Taking derivative of both sides and using part (a), we see that $\displaystyle \frac{x^{2}}{2}$ and $\displaystyle \pi x + 2\displaystyle \sum^{\infty}_{n = 1} \frac{cos(nx)}{n^{2}}$ differ by at most a constant on $\displaystyle 0 < x < 2 \pi$ (in part (a) I have basically shown that the derivative of each side is equal). Evaluating at $\displaystyle $\pi$$, we see that the constant difference is $\displaystyle \frac{\pi^{2}}{3}$, which proves the equality. Likewise evaluating at 0 and $\displaystyle 2 \pi$ we obtain the identity.

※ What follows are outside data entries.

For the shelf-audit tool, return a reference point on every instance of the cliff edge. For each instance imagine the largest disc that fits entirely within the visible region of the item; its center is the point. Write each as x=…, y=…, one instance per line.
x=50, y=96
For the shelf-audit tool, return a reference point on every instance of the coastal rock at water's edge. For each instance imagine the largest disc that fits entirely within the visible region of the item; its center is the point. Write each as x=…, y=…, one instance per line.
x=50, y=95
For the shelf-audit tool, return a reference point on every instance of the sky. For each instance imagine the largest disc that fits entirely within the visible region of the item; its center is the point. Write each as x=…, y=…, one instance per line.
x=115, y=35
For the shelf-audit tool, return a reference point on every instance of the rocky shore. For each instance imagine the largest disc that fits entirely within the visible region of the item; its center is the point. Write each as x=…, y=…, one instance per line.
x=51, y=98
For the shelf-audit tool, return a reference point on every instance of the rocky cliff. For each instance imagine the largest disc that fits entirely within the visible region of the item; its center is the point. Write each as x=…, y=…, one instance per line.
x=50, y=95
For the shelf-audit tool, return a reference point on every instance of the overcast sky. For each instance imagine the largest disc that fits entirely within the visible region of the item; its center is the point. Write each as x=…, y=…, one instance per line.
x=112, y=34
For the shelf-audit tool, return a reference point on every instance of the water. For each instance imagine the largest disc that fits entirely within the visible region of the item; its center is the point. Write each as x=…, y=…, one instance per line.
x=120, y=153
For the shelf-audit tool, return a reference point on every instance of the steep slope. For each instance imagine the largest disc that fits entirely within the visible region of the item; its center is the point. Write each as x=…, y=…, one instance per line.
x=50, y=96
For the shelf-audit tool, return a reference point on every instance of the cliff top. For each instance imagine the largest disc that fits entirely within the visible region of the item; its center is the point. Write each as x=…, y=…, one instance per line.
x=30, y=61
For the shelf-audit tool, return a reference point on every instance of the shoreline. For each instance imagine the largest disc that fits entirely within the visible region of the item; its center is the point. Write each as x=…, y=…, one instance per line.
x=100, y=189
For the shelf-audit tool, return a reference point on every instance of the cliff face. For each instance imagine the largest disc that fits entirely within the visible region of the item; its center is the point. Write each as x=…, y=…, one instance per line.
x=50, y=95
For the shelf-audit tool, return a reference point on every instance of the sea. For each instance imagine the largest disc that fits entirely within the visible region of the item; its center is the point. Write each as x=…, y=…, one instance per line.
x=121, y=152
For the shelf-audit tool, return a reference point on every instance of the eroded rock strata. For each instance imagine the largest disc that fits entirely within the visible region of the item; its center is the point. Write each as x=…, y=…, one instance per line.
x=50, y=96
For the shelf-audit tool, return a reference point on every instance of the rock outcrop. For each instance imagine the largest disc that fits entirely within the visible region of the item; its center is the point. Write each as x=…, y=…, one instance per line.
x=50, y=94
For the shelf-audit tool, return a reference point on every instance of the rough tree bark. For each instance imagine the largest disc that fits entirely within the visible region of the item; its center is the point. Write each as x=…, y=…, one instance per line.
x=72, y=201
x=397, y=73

(Note, this argument depends on the claim that $\displaystyle \displaystyle \sum^{\infty}_{n = 1} \frac{1}{n^{2}} = \frac{\pi}{6}$, at the point when I evaluate at $\displaystyle \pi$. ...

So here's where I'm stuck. I have a hint that I'm supposed to use the following theorem:

If a function $\displaystyle f$ is continuous and periodic on $\displaystyle [0, 2 \pi]$ with period $\displaystyle 2 \pi$, then, using the usual notation about $\displaystyle a_{n}$ and $\displaystyle b_{n}$, $\displaystyle \frac{1}{\pi} \displaystyle \int^{2 \pi}_{0} |f(t)|^{2}dt = \frac{a_{0}^{2}}{2} + \sum^{\infty}_{n = 1}(a_{n}^{2} + b_{n}^{2})$.

My first question is, since my function isn't periodic, how do I use this theorem?

Anyway, I started trying this for the function I'm working with, but what I get is: $\displaystyle \frac{1}{\pi} \displaystyle \int^{2 \pi}_{0}\frac{x^{4}}{4}dx =$

$\displaystyle \Bigl( \frac{1}{\pi} \int^{2 \pi}_{0} \frac{x^{2}}{2}dx \Bigr)^{2}/2 + \sum^{\infty}_{n = 1} \Bigl( \frac{1}{\pi} \int^{2 \pi}_{0} \frac{x^{2}}{2}cos(nx) dx \Bigr)^{2} + \Bigl( \frac{1}{\pi} \int^{2 \pi}_{0} \frac{x^{2}}{2}sin(nx) dx \Bigr)^{2}$

Now I have to say, already this looks messed up. Am I doing something wrong?